Extreme-UV light of 10–121 nm wavelength is incredibly useful for performing ultrafast spectroscopy and imprinting ever-smaller transistors on computer chips, yet it is also incredibly difficult to harness. The radiation is strongly absorbed by a wide variety of materials because its energy surpasses that of the electronic transitions of the elements it interacts with. To steer the radiation, researchers generally direct it at glancing angles using unwieldy mirrors. Now Marcus Ossiander, Federico Capasso, Martin Schultze, and their colleagues from Harvard University and Graz University of Technology in Austria have devised a method to efficiently transmit and focus extreme-UV radiation.
The new technique is a twist on the development of flat metamaterials called metasurfaces, which manipulate specific wavelengths of light via a periodic pattern of subwavelength-size components. A subset of those surfaces, known as metalenses, scatter light in such a way that it gets focused much as it would have if it had passed through a traditional optical lens. (See, for example, Physics Today, October 2022, page 19.) Generally, a metasurface’s minute components come in the form of pillars, disks, or other slightly raised features. Those weren’t an option for Ossiander’s team because they would simply absorb the UV radiation. Instead, the researchers decided to use air, in the form of nanosized holes drilled into a material, to serve as a waveguide. By embedding the holes in a material with a refractive index less than air’s value of 1, the surrounding substrate would channel the incoming radiation without interacting with it directly.
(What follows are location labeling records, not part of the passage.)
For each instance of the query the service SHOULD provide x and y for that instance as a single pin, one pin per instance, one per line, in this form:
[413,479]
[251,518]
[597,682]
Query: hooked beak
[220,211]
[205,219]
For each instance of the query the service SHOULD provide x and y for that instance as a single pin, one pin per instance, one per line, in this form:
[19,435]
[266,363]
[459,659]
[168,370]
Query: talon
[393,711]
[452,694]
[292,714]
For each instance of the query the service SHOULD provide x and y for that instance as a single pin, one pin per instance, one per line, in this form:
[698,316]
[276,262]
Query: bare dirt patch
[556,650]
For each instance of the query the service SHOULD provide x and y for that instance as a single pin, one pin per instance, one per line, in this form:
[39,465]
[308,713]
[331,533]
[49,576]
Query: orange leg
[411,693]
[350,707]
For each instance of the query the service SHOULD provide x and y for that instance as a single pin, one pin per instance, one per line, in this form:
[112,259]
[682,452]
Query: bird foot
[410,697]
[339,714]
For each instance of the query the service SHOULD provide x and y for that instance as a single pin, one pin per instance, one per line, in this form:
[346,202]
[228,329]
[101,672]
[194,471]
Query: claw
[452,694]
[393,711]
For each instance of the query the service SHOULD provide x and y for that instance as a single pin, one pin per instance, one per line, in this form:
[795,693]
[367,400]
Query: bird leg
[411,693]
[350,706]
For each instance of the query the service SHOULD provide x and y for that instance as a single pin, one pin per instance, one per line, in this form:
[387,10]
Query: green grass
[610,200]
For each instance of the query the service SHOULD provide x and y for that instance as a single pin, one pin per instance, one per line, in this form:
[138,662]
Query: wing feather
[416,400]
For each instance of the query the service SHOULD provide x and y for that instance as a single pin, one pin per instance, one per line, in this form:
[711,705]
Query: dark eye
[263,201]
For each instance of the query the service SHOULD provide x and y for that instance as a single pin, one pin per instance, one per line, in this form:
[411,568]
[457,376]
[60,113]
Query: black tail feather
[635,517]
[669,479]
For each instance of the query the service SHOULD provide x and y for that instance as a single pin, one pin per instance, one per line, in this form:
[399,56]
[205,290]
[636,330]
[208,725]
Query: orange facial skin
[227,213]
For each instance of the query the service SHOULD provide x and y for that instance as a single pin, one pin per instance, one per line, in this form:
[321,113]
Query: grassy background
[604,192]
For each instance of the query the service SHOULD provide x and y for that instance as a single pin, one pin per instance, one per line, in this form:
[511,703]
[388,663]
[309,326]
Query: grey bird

For their metalens, the researchers chose silicon, which has a refractive index of about 0.77 for 50 nm light. They numerically simulated perforated silicon’s interaction with the radiation and evaluated numerous arrangements of holes of various sizes. After identifying an optimal orientation, the researchers etched a 1-mm-diameter silicon wafer with hundreds of millions of 20–80 nm holes to create a lens with a 10 mm focal length. Ossiander and colleagues put their creation, shown in the photo above, to the test by firing a near-IR laser at a gas of argon atoms. The laser photons ionized the atoms and generated attosecond pulses of extreme UV, which then passed through the metalens. The resulting UV beam was focused to a minimum diameter of about 0.7 µm, less than a factor of 2 from the diffraction limit.
The metalens wasn’t perfect. Although it focused nearly half the radiation that passed through it, nearly 90% of the incoming radiation was absorbed or otherwise lost. Still, any lens in the extreme-UV regime could prove useful for applications such as semiconductor lithography. The researchers hope to develop a microscopy technique with the resolution to reveal attosecond events that take place at nanometer scales. (M. Ossiander et al., Science 380, 59, 2023.)